Irish insurance bosses fear they’ll struggle to be compliant with tough new data rules in May, potentially leaving their businesses liable for multi-million euro fines.
The General Data Protection Regulation (GDPR) is tipped as a key challenge, in a survey of insurance sector CEOs, along with Brexit, cyberattacks and skills shortages.
The stakes are massively high.

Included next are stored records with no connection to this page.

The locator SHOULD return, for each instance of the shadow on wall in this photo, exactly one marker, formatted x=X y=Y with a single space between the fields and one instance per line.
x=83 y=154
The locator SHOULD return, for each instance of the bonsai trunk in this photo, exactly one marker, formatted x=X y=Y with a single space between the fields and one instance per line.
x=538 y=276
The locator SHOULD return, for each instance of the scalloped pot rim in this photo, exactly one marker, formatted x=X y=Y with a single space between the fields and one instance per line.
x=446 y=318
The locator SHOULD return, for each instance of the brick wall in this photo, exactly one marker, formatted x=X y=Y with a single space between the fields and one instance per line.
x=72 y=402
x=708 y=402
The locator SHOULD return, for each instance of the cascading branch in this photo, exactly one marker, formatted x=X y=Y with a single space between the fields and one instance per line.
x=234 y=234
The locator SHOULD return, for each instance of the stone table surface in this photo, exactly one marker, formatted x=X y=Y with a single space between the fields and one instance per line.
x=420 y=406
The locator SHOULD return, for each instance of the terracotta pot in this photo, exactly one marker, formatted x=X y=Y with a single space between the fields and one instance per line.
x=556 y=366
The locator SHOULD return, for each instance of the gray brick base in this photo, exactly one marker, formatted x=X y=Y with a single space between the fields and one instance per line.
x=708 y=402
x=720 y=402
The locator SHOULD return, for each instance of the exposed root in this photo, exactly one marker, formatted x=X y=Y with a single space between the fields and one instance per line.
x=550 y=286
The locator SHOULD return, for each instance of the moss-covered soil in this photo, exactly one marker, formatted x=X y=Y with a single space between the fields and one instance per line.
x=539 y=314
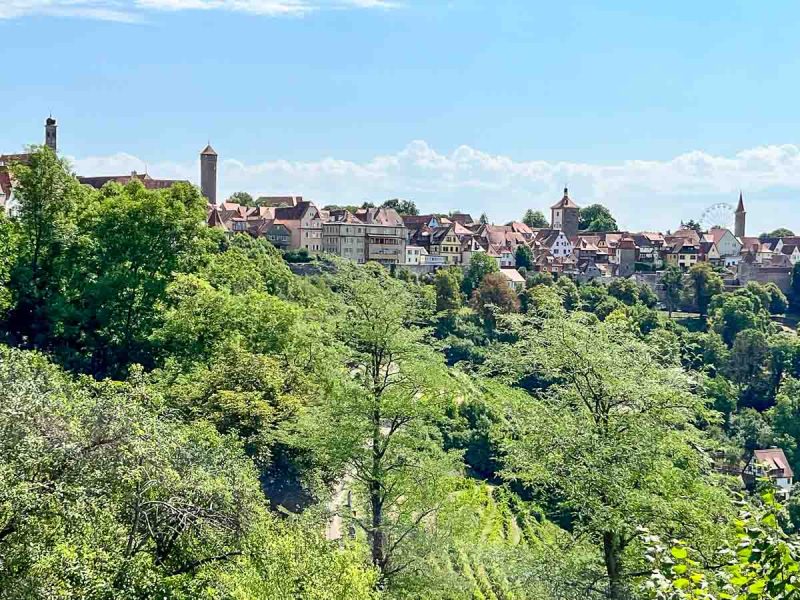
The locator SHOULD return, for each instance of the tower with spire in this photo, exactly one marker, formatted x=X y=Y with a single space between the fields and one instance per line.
x=50 y=134
x=565 y=215
x=741 y=218
x=208 y=174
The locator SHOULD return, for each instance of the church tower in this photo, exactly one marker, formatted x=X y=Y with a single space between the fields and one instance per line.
x=208 y=174
x=50 y=134
x=565 y=215
x=741 y=215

Insurers hold highly-sensitive personal data about their customers – including claims and health details.
Under the GDPR regime, from next month a failure to correctly manage that data will attract punitive fines.
The GDPR gives regulators, including Ireland’s Data Protection Commissioner, powers to hit firms with up to a maximum of 4pc of a company’s global annual turnover, or €20m, whichever is higher.
Even existing data protection rules have long been regarded as an impediment to the sector, for instance by blocking the sharing of detailed claims and customer data the sector argues could be used to help identify fraudsters.
PwC’s 21st Global CEO Survey of 100 insurance chief executives suggest the sector has a generally positive outlook when it comes to the overall global economy.
Half of insurance CEOs believe that global economic growth will improve over the next 12 months, up from only 19pc in 2017.
Nine out of 10 insurance CEOs are confident about their own organisation’s revenue prospects over the next three years.
There are significant clouds on the horizon, however.
In Ireland, the majority (63pc) of Irish insurance CEOs see Brexit as a disruptor, although some see opportunities for their UK operations to relocate to Ireland.
Central Bank of Ireland deputy governor Ed Sibley warned earlier this month that the insurance sector here was significantly underprepared for the potential impact of Brexit.
The pace of technological change is also flagged as a concern by insurance bosses.
In Ireland, GDPR is a key challenge, with many struggling to be compliant for the May deadline.
Globally, insurance CEOs biggest concerns are what they describe as “over-regulation” (95pc), cyberthreats (93pc) and speed of technological change (85pc).
With data protection, cybersecurity and new technologies all highlighted as challenges, it’s little surprise that eight out of 10 insurance CEOs are concerned about shortages of digital skills within the industry and within their own workforce. That is the highest percentage of any industry surveyed by PwC.
Notably, the levels of “extreme concern” regarding cyberattacks has almost doubled since the last survey.
Technology should offer significant opportunities, as well as threats to insurers according to Darren O’Neill, Data Analytics Partner at PwC Ireland.
“There are substantial opportunities on the horizon as a new generation of predictive analytics and AI transforms insurers’ ability to detect, anticipate and avert risk,” he said.
“Notable possibilities include RegTech, which can not only strip out costs in labour-intensive areas, but also strengthen risk management and improve compliance. In fact, Irish insurance CEOs see greater opportunities from data analytics, AI and robotics compared to global counterparts.”